Em nota, a assessoria de imprensa da Capes informou à Folha que desenvolveu um plano de ações para cumprir as determinações, que resultou na elaboração de relatórios trimestrais de acompanhamento e monitoramento enviados ao TCU.

Também disse que foram feitos trabalhos de campo e diligências documentais. Afirmou também que, a partir disso, publicou uma portaria que regulamenta os processos seletivos nas instituições de ensino superior relacionados ao recebimento de bolsas da UAB.

“As irregularidades constatadas estão relacionadas a procedimentos administrativos internos, como definição de critérios claros no processo seletivo das bolsas, o que passou a vigorar com a publicação da portaria mencionada acima”, disse.

A assessoria de imprensa da UFSC disse que, em 2022, aspectos importantes dividiram as atenções da nova fase da gestão da UFSC.

A primeira, segundo a universidade, foi o saneamento e adequação das rotinas dos cursos na modalidade à distância.
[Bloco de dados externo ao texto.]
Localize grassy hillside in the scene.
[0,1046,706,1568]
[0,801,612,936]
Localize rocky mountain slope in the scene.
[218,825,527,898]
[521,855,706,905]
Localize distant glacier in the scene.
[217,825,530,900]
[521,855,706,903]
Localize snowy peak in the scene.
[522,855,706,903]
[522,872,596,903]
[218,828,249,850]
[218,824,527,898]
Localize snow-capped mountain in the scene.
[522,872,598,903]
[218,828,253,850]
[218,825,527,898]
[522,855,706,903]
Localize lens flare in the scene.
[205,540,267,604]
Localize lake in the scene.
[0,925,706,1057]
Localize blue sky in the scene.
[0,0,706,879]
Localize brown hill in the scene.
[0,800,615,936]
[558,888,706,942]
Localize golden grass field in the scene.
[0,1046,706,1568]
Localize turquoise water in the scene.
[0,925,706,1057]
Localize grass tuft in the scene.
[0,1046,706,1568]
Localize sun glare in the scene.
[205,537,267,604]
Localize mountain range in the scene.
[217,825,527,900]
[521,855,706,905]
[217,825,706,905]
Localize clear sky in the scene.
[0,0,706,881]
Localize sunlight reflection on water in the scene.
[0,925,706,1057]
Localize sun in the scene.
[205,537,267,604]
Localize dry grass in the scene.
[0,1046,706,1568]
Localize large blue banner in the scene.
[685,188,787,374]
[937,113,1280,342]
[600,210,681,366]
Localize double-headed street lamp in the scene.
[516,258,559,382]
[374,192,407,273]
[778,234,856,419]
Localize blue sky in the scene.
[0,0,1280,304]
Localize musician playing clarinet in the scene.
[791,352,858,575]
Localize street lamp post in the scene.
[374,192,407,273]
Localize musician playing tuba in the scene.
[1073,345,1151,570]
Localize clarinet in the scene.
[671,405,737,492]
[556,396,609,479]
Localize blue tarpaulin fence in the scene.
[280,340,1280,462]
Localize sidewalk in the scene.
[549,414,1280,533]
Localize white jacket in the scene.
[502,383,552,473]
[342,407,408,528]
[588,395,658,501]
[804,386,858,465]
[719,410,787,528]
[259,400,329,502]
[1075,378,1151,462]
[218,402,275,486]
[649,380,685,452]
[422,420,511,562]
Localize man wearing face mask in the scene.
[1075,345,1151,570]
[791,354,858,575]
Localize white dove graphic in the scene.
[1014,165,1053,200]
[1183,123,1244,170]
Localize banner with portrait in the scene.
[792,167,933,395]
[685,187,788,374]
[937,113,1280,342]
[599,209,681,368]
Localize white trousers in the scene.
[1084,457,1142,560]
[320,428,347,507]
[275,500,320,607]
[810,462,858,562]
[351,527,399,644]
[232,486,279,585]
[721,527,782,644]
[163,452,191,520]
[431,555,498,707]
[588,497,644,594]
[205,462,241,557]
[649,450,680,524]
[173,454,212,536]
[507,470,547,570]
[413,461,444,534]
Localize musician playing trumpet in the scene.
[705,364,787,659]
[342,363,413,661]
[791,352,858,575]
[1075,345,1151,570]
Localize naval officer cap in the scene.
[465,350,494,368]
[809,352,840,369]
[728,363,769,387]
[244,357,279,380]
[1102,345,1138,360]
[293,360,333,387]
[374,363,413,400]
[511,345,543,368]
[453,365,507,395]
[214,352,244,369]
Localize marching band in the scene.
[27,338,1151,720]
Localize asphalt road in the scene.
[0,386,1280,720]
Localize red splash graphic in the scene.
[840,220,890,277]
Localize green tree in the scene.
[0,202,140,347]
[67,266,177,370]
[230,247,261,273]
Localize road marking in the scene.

A segunda foi, diante dos compromissos assumidos, a retomada do financiamento para esse modelo de oferta de cursos de graduação.

“A UFSC, em relação às suas obrigações de dar respostas sobre Operação Ouvidos Moucos ao TCU, não tem nenhuma pendência”, disse.

A instituição acrescentou que não há pendências relacionadas ao ex-reitor Cancellier.

“Passados quase seis anos da prisão e morte do reitor Luiz Carlos Cancellier de Olivo, do sofrimento da família, dos amigos e do terror imposto à comunidade acadêmica da UFSC, com consequências terríveis para a sua imagem, a Universidade tem a certeza que tudo isto poderia ter sido evitado, não fosse o equívoco de apetites midiáticos e policialescos de personagens desta história”, afirmou.